MEXICO CITY (AFP) - US Secretary of Homeland Security John Kelly met Mexican President Enrique Pena Nieto on Wednesday (July 5) to discuss the countries' joint fight against drug cartels, officials said.
Mr Kelly arrived in Mexico on Wednesday for three days of high-level talks on trade and security ahead of a meeting between the US and Mexican presidents.
He and Mr Pena Nieto "emphasised the importance that both countries' authorities continue working jointly to fight transnational organised crime, based on the shared responsibility that both nations have recognised", said a statement from the Mexican President's office.
Supplying narcotics to the United States is a multibillion-dollar business for Mexico's drug cartels, whose grisly violence and heavy artillery have turned into a security headache for both countries.
At least 14 people died on Wednesday in a huge shootout between police and two rival drug gangs in northern Mexico, the authorities said.
The pre-dawn shootout near the remote town of Las Varas started as a firefight between rival drug trafficking gangs, then escalated when police arrived, said Mr Eduardo Esparza of the prosecutor's office for the state of Chihuahua, which borders the United States.
The region is hotly disputed territory for Mexico's drug cartels because its mountainous terrain and proximity to the border make it a strategic corridor for shipping narcotics to the US.
Investigators believe the groups involved in the shootout were "La Linea" - the armed wing of the Juarez cartel - and hitmen from the powerful Sinaloa cartel, Mr Esparza told AFP.
Both groups opened fire on officers when they arrived on the scene, said state police chief Oscar Aparicio.
"We can't rule out that there are more people dead. It was a very intense confrontation. There were more than 60 (gunmen)," he told Mexican radio network Formula.
It was the latest in a series of deadly clashes between police, rival drug gangs and warring factions within the Sinaloa cartel, which has been in turmoil since its kingpin Joaquin "El Chapo" Guzman was extradited to the United States in January.
Last Friday, 17 gunmen were killed in a spectacular shootout with police on a highway in Sinaloa, the north-western state that is the Guzman cartel's home base.
May was the deadliest month in Mexico since the government began keeping track in 1997, with 2,186 homicides.
Mr Kelly's visit comes at a tense time in US-Mexican relations, which have been strained by President Donald Trump's planned border wall, his attacks on Mexican immigrants as "criminals, drug dealers and rapists", and his insistence on holding tough new trade negotiations.

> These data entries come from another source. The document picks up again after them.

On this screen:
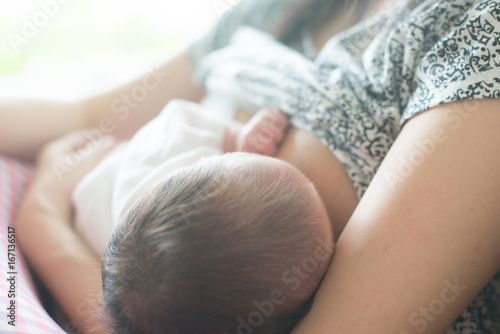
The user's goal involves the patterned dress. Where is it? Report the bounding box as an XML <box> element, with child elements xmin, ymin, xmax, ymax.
<box><xmin>188</xmin><ymin>0</ymin><xmax>500</xmax><ymax>332</ymax></box>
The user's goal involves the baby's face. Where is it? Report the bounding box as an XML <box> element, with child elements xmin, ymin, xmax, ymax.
<box><xmin>212</xmin><ymin>152</ymin><xmax>334</xmax><ymax>244</ymax></box>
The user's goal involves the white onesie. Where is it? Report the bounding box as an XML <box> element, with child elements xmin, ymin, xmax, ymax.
<box><xmin>72</xmin><ymin>99</ymin><xmax>228</xmax><ymax>255</ymax></box>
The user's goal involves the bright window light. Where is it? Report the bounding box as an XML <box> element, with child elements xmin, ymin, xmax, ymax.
<box><xmin>0</xmin><ymin>0</ymin><xmax>239</xmax><ymax>98</ymax></box>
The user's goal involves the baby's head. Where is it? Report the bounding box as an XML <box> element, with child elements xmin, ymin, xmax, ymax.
<box><xmin>101</xmin><ymin>152</ymin><xmax>334</xmax><ymax>334</ymax></box>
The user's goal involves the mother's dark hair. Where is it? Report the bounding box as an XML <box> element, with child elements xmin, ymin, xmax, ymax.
<box><xmin>274</xmin><ymin>0</ymin><xmax>366</xmax><ymax>45</ymax></box>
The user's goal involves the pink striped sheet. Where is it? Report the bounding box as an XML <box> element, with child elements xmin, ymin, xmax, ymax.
<box><xmin>0</xmin><ymin>155</ymin><xmax>66</xmax><ymax>333</ymax></box>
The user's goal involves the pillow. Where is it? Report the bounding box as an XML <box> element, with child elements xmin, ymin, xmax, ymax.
<box><xmin>0</xmin><ymin>154</ymin><xmax>67</xmax><ymax>333</ymax></box>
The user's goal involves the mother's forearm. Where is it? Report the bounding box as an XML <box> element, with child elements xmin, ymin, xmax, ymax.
<box><xmin>0</xmin><ymin>99</ymin><xmax>88</xmax><ymax>161</ymax></box>
<box><xmin>85</xmin><ymin>51</ymin><xmax>206</xmax><ymax>140</ymax></box>
<box><xmin>0</xmin><ymin>51</ymin><xmax>205</xmax><ymax>161</ymax></box>
<box><xmin>17</xmin><ymin>181</ymin><xmax>105</xmax><ymax>333</ymax></box>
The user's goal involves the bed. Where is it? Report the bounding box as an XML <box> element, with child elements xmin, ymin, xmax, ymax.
<box><xmin>0</xmin><ymin>154</ymin><xmax>66</xmax><ymax>333</ymax></box>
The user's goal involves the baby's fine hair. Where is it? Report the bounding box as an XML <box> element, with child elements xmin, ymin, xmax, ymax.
<box><xmin>100</xmin><ymin>154</ymin><xmax>333</xmax><ymax>334</ymax></box>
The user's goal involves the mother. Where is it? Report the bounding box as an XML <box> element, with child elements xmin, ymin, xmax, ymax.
<box><xmin>4</xmin><ymin>0</ymin><xmax>500</xmax><ymax>333</ymax></box>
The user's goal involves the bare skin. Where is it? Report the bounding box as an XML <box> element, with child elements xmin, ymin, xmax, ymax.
<box><xmin>229</xmin><ymin>108</ymin><xmax>289</xmax><ymax>157</ymax></box>
<box><xmin>292</xmin><ymin>100</ymin><xmax>500</xmax><ymax>334</ymax></box>
<box><xmin>8</xmin><ymin>0</ymin><xmax>500</xmax><ymax>332</ymax></box>
<box><xmin>0</xmin><ymin>53</ymin><xmax>204</xmax><ymax>161</ymax></box>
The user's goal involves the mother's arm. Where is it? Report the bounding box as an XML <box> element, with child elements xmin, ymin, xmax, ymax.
<box><xmin>0</xmin><ymin>51</ymin><xmax>203</xmax><ymax>161</ymax></box>
<box><xmin>292</xmin><ymin>98</ymin><xmax>500</xmax><ymax>334</ymax></box>
<box><xmin>17</xmin><ymin>132</ymin><xmax>119</xmax><ymax>333</ymax></box>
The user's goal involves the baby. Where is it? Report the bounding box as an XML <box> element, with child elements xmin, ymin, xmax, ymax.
<box><xmin>72</xmin><ymin>99</ymin><xmax>290</xmax><ymax>256</ymax></box>
<box><xmin>72</xmin><ymin>100</ymin><xmax>334</xmax><ymax>334</ymax></box>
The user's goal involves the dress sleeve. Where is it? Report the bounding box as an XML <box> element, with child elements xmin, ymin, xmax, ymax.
<box><xmin>187</xmin><ymin>0</ymin><xmax>301</xmax><ymax>68</ymax></box>
<box><xmin>402</xmin><ymin>0</ymin><xmax>500</xmax><ymax>124</ymax></box>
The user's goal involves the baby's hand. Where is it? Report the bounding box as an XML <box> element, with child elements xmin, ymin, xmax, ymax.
<box><xmin>237</xmin><ymin>108</ymin><xmax>289</xmax><ymax>157</ymax></box>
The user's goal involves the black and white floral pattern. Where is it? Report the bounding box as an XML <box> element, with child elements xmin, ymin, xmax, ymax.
<box><xmin>188</xmin><ymin>0</ymin><xmax>500</xmax><ymax>332</ymax></box>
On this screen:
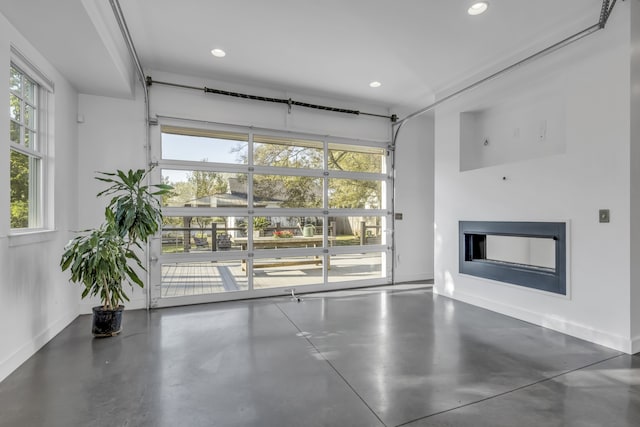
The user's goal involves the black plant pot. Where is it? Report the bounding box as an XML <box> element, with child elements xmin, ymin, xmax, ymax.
<box><xmin>92</xmin><ymin>306</ymin><xmax>124</xmax><ymax>337</ymax></box>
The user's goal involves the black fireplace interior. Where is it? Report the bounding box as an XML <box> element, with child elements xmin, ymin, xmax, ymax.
<box><xmin>459</xmin><ymin>221</ymin><xmax>566</xmax><ymax>295</ymax></box>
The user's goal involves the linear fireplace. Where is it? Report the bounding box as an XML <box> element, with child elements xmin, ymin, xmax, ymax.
<box><xmin>459</xmin><ymin>221</ymin><xmax>566</xmax><ymax>295</ymax></box>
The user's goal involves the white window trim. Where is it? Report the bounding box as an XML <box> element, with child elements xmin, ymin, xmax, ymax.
<box><xmin>10</xmin><ymin>46</ymin><xmax>54</xmax><ymax>92</ymax></box>
<box><xmin>8</xmin><ymin>47</ymin><xmax>54</xmax><ymax>238</ymax></box>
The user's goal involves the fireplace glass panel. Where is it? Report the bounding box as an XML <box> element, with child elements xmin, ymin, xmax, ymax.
<box><xmin>485</xmin><ymin>235</ymin><xmax>555</xmax><ymax>270</ymax></box>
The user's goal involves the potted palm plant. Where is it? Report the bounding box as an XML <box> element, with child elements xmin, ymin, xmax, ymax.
<box><xmin>60</xmin><ymin>169</ymin><xmax>172</xmax><ymax>337</ymax></box>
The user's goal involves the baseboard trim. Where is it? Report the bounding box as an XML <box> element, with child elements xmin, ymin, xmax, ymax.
<box><xmin>435</xmin><ymin>287</ymin><xmax>632</xmax><ymax>354</ymax></box>
<box><xmin>0</xmin><ymin>310</ymin><xmax>78</xmax><ymax>383</ymax></box>
<box><xmin>631</xmin><ymin>335</ymin><xmax>640</xmax><ymax>354</ymax></box>
<box><xmin>393</xmin><ymin>273</ymin><xmax>434</xmax><ymax>284</ymax></box>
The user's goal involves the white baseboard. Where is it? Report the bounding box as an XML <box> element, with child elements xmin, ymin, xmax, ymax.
<box><xmin>435</xmin><ymin>287</ymin><xmax>632</xmax><ymax>354</ymax></box>
<box><xmin>631</xmin><ymin>335</ymin><xmax>640</xmax><ymax>354</ymax></box>
<box><xmin>0</xmin><ymin>310</ymin><xmax>78</xmax><ymax>383</ymax></box>
<box><xmin>393</xmin><ymin>272</ymin><xmax>434</xmax><ymax>284</ymax></box>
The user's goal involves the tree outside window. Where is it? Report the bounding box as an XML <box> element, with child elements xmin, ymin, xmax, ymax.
<box><xmin>9</xmin><ymin>64</ymin><xmax>43</xmax><ymax>230</ymax></box>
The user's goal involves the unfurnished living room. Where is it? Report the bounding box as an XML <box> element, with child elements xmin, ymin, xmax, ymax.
<box><xmin>1</xmin><ymin>1</ymin><xmax>640</xmax><ymax>426</ymax></box>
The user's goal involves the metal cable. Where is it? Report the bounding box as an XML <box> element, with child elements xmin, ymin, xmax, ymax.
<box><xmin>148</xmin><ymin>79</ymin><xmax>395</xmax><ymax>121</ymax></box>
<box><xmin>600</xmin><ymin>0</ymin><xmax>611</xmax><ymax>27</ymax></box>
<box><xmin>606</xmin><ymin>0</ymin><xmax>618</xmax><ymax>24</ymax></box>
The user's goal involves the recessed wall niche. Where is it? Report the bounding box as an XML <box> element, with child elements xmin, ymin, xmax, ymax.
<box><xmin>459</xmin><ymin>88</ymin><xmax>566</xmax><ymax>171</ymax></box>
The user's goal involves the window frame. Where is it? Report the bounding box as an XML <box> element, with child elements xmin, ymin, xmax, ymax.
<box><xmin>8</xmin><ymin>49</ymin><xmax>53</xmax><ymax>235</ymax></box>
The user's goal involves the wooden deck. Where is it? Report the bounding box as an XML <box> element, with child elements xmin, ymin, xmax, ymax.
<box><xmin>160</xmin><ymin>254</ymin><xmax>382</xmax><ymax>298</ymax></box>
<box><xmin>161</xmin><ymin>262</ymin><xmax>248</xmax><ymax>297</ymax></box>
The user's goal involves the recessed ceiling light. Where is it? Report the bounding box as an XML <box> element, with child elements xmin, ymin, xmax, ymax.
<box><xmin>211</xmin><ymin>48</ymin><xmax>226</xmax><ymax>58</ymax></box>
<box><xmin>369</xmin><ymin>81</ymin><xmax>382</xmax><ymax>88</ymax></box>
<box><xmin>468</xmin><ymin>2</ymin><xmax>489</xmax><ymax>15</ymax></box>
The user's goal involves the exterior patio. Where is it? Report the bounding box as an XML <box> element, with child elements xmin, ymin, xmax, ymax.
<box><xmin>160</xmin><ymin>253</ymin><xmax>383</xmax><ymax>298</ymax></box>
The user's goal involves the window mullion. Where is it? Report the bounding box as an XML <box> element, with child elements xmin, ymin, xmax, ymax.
<box><xmin>247</xmin><ymin>130</ymin><xmax>255</xmax><ymax>291</ymax></box>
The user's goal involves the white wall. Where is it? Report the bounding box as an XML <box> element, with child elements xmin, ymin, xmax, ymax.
<box><xmin>630</xmin><ymin>0</ymin><xmax>640</xmax><ymax>352</ymax></box>
<box><xmin>0</xmin><ymin>13</ymin><xmax>80</xmax><ymax>382</ymax></box>
<box><xmin>434</xmin><ymin>4</ymin><xmax>634</xmax><ymax>352</ymax></box>
<box><xmin>76</xmin><ymin>90</ymin><xmax>147</xmax><ymax>312</ymax></box>
<box><xmin>393</xmin><ymin>112</ymin><xmax>435</xmax><ymax>282</ymax></box>
<box><xmin>459</xmin><ymin>81</ymin><xmax>566</xmax><ymax>172</ymax></box>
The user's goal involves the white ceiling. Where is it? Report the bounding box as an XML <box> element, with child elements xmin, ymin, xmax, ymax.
<box><xmin>0</xmin><ymin>0</ymin><xmax>135</xmax><ymax>98</ymax></box>
<box><xmin>1</xmin><ymin>0</ymin><xmax>606</xmax><ymax>110</ymax></box>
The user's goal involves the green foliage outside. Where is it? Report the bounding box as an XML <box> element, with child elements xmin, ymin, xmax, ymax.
<box><xmin>253</xmin><ymin>217</ymin><xmax>270</xmax><ymax>231</ymax></box>
<box><xmin>10</xmin><ymin>65</ymin><xmax>35</xmax><ymax>229</ymax></box>
<box><xmin>191</xmin><ymin>168</ymin><xmax>228</xmax><ymax>198</ymax></box>
<box><xmin>160</xmin><ymin>142</ymin><xmax>384</xmax><ymax>245</ymax></box>
<box><xmin>10</xmin><ymin>149</ymin><xmax>29</xmax><ymax>228</ymax></box>
<box><xmin>163</xmin><ymin>160</ymin><xmax>228</xmax><ymax>212</ymax></box>
<box><xmin>252</xmin><ymin>142</ymin><xmax>323</xmax><ymax>168</ymax></box>
<box><xmin>253</xmin><ymin>174</ymin><xmax>322</xmax><ymax>208</ymax></box>
<box><xmin>328</xmin><ymin>149</ymin><xmax>381</xmax><ymax>173</ymax></box>
<box><xmin>329</xmin><ymin>178</ymin><xmax>381</xmax><ymax>209</ymax></box>
<box><xmin>163</xmin><ymin>145</ymin><xmax>383</xmax><ymax>210</ymax></box>
<box><xmin>327</xmin><ymin>149</ymin><xmax>382</xmax><ymax>209</ymax></box>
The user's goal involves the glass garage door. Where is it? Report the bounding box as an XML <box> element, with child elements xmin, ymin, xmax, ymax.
<box><xmin>149</xmin><ymin>120</ymin><xmax>392</xmax><ymax>307</ymax></box>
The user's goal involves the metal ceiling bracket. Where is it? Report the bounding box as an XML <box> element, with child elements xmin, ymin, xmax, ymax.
<box><xmin>599</xmin><ymin>0</ymin><xmax>619</xmax><ymax>28</ymax></box>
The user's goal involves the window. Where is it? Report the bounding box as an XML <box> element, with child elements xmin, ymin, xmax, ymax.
<box><xmin>9</xmin><ymin>62</ymin><xmax>47</xmax><ymax>230</ymax></box>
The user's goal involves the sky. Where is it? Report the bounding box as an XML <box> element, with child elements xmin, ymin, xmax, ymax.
<box><xmin>161</xmin><ymin>133</ymin><xmax>246</xmax><ymax>182</ymax></box>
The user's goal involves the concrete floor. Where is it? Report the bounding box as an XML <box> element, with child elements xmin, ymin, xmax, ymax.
<box><xmin>1</xmin><ymin>286</ymin><xmax>639</xmax><ymax>427</ymax></box>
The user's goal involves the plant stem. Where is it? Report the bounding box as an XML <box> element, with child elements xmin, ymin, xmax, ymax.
<box><xmin>103</xmin><ymin>278</ymin><xmax>112</xmax><ymax>310</ymax></box>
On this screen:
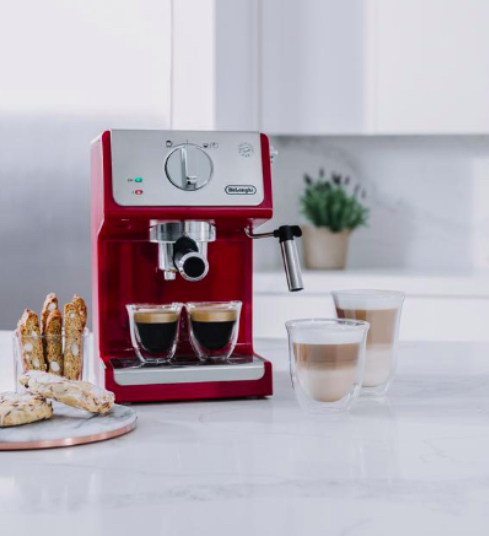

This is Mr Kelly's second official trip to Mexico. He first visited in February with Secretary of State Rex Tillerson, just weeks after Mr Trump's inauguration.
On that trip, Mr Kelly promised there would be no mass deportation of undocumented Mexicans living in the United States as Mr Trump had suggested.
Mr Trump and Mr Pena Nieto are scheduled to meet on Friday on the sidelines of the Group of 20 (G-20) summit in Hamburg, Germany.
The sit-down comes five months after the first official meeting between the two leaders was aborted in a diplomatic spat.
Mexico is not expecting much improvement in neighbourly relations to emerge from the presidents' meeting, Mexican Foreign Minister Luis Videgaray said on Wednesday.
"We're not expecting any major agreements, we're not expecting to settle substantive differences," he told Mexican TV network Televisa.